FedDALE: Detecção de Anomalias Eficiente em Logs Distribuídos com Pequenos Modelos de Linguagem Federados

Gabriel U. Talasso; Allan M. de Souza; Leandro A. Villas

doi:10.5753/wiarc.2026.22936

Gabriel U. Talasso UNICAMP
Allan M. de Souza UNICAMP
Leandro A. Villas UNICAMP

DOI: https://doi.org/10.5753/wiarc.2026.22936

Resumo

Com a crescente ubiquidade de sistemas distribuídos, falhas e ataques tornam-se cada vez mais frequentes, motivando o desenvolvimento de técnicas para mitigar essas vulnerabilidades. A análise de logs é uma abordagem promissora para detecção de anomalias, mas apresenta desafios importantes, relacionados a escala, natureza sequencial e textual dos dados, distribuição entre múltiplos dispositivos e informações sensíveis. Adicionalmente, dispositivos de baixo recurso existentes na redes são prejudicados pelos altos custos de treinamento, transmissão e uso de soluções atuais. Neste trabalho, apresentamos o FedDALE, um método federado e eficiente em comunicação e computação para detecção não-supervisionada de anomalias em logs utilizando pequenos modelos de linguagem (SLMs).
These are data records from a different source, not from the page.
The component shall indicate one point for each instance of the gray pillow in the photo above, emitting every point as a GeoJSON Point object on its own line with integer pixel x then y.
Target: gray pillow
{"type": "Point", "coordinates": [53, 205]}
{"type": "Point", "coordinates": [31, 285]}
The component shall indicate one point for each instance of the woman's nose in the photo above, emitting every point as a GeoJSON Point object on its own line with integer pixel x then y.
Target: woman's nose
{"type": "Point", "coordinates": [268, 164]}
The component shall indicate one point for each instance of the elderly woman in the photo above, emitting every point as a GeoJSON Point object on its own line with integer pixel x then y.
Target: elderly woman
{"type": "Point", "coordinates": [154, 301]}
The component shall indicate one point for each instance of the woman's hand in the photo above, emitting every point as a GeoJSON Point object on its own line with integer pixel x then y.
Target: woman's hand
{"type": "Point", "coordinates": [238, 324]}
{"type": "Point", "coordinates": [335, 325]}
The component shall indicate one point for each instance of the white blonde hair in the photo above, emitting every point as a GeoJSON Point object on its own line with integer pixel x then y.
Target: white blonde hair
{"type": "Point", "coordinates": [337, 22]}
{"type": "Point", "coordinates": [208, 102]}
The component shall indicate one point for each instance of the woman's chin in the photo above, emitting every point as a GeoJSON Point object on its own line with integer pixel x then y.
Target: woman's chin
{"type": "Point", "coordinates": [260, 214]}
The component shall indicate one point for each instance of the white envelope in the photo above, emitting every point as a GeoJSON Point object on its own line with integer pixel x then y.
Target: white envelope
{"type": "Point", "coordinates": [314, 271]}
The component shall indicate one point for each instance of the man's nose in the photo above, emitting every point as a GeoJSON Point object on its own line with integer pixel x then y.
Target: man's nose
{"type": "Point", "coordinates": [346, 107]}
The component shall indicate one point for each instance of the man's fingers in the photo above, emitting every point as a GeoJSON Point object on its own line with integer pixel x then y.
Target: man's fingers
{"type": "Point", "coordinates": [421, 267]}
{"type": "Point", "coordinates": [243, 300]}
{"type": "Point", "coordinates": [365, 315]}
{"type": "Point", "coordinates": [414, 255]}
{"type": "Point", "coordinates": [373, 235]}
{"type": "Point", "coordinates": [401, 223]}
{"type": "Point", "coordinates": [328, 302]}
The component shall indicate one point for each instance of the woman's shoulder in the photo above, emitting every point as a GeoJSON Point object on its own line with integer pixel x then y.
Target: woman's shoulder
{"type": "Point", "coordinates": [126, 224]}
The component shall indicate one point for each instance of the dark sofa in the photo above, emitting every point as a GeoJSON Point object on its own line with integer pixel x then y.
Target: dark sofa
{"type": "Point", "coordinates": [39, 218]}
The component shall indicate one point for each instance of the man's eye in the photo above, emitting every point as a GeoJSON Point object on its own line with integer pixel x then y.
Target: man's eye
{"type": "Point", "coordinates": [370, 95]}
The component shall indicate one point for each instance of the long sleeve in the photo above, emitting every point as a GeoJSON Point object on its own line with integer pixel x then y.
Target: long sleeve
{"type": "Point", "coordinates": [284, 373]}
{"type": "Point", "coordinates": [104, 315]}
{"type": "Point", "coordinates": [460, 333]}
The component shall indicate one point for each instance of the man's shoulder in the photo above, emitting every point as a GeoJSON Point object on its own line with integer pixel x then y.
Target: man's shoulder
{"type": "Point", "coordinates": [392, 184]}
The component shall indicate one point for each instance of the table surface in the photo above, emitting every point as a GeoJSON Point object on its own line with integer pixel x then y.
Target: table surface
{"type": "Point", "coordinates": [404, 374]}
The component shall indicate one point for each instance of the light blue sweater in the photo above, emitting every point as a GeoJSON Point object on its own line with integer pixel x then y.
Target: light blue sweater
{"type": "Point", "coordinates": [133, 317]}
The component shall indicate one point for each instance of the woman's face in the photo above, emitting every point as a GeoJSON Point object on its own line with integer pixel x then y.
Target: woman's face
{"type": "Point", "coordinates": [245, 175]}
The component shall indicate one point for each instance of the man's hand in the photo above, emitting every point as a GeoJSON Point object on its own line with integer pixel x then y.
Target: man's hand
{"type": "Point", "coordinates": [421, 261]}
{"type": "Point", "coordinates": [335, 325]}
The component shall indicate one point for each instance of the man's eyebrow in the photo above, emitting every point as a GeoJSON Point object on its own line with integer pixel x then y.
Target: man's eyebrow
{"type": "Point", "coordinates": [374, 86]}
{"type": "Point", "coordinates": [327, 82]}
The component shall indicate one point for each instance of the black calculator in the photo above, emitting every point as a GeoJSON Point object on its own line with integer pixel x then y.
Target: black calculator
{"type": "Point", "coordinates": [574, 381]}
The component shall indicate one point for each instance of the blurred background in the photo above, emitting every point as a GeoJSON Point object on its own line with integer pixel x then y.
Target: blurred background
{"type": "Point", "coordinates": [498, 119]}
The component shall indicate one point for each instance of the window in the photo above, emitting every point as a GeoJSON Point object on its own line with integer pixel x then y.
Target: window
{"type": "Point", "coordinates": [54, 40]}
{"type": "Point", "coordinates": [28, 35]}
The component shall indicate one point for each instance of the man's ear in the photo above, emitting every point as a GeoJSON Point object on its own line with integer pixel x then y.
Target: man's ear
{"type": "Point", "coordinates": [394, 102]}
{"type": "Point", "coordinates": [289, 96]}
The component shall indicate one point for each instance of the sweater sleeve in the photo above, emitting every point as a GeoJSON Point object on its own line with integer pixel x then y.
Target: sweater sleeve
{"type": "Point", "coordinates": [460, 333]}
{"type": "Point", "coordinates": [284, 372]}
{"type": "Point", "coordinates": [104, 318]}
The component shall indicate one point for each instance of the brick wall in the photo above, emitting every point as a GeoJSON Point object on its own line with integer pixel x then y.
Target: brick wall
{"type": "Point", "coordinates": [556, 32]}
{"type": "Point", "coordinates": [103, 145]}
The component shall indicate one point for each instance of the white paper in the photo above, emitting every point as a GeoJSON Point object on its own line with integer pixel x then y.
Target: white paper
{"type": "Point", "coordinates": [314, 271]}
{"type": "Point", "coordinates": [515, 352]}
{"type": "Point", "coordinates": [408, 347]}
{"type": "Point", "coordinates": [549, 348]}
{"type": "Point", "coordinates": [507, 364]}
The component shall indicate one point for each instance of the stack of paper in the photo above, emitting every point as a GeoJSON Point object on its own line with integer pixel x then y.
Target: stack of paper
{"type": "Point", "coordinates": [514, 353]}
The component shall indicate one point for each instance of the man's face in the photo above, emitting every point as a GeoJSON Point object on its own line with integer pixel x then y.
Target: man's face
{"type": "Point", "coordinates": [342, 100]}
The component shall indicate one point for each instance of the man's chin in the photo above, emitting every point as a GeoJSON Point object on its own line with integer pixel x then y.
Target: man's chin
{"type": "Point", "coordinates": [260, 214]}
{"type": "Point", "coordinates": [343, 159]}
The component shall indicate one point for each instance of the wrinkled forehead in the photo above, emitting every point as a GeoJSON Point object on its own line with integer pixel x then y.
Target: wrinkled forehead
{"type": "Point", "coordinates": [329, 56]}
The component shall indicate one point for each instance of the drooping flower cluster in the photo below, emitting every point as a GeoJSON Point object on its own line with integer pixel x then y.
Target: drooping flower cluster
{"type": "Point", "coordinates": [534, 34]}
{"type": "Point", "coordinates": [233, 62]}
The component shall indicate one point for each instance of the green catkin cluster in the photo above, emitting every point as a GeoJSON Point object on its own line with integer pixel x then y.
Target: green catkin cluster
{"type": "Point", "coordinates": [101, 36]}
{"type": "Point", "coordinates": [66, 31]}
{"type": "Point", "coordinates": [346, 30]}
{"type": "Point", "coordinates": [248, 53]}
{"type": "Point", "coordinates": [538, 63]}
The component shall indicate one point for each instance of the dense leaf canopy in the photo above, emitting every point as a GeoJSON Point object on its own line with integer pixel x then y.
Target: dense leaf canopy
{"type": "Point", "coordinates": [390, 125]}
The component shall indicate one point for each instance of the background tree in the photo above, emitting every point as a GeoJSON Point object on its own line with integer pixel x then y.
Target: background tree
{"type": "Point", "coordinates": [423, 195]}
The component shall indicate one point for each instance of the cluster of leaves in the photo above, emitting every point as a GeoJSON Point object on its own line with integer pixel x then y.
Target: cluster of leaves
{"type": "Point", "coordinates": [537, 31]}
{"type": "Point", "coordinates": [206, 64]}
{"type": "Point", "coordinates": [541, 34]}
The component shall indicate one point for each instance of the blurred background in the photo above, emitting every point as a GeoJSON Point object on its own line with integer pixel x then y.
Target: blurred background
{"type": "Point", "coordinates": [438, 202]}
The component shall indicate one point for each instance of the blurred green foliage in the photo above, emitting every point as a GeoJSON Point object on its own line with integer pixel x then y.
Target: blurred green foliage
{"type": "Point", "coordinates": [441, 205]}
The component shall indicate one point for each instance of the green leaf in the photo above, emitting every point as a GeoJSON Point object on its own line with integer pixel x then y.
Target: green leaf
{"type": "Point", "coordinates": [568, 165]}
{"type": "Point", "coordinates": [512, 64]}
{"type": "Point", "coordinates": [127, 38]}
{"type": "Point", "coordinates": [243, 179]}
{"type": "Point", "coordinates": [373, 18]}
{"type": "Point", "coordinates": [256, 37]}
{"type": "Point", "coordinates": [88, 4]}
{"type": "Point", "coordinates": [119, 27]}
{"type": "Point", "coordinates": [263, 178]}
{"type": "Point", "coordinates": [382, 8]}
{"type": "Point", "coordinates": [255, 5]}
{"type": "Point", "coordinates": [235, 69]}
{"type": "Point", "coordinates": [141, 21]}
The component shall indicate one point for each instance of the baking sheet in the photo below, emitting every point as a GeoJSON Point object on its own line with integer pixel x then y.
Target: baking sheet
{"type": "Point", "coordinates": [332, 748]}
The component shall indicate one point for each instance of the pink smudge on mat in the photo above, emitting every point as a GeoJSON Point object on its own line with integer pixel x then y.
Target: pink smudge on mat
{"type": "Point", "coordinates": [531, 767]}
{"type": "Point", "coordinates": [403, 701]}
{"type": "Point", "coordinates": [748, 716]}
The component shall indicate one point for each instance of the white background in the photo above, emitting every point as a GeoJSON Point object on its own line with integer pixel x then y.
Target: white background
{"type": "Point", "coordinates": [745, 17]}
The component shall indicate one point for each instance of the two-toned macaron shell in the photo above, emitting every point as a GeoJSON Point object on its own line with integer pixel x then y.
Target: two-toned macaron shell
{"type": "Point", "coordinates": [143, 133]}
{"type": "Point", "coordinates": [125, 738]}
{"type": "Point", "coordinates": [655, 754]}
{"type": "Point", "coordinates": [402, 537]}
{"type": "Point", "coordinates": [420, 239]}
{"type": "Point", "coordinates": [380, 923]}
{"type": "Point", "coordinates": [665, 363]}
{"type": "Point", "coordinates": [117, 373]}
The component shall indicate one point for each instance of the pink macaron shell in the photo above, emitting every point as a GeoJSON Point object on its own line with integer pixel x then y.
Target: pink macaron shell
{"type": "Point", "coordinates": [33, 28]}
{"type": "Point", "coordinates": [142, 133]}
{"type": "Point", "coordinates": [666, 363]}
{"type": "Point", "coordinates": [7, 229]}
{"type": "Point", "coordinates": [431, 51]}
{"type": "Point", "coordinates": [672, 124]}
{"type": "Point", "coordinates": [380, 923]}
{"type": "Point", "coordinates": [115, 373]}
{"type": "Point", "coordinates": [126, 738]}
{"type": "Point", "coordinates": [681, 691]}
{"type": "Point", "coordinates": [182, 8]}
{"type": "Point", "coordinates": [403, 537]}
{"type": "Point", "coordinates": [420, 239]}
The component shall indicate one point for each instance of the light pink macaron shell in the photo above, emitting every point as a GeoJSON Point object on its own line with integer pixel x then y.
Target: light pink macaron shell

A abordagem combina o (i) treinamento local não-supervisionado de modelos com ajuste fino eficiente, (ii) transferência de conhecimento federada baseada em predição e filtragem de dados, e (iii) treinamento de um modelo estudante menor e mais eficiente que agrega o conhecimento dos professores distribuídos. Experimentos, com implementação disponível1, mostram que o FedDALE atinge desempenho de detecção comparável a grandes modelos federados (F1 superior a 90%), enquanto reduz os custos de comunicação em até 82% e a latência de inferência em 71%.

Referências

Allal, L. B., Lozhkov, A., Bakouch, E., von Werra, L., and Wolf, T. (2024). Smollm blazingly fast and remarkably powerful. Almodovar, C., Sabrina, F., Karimi, S., and Azad, S. (2024). Logfit: Log anomaly detection using fine-tuned language models. IEEE Transactions on Network and Service Management.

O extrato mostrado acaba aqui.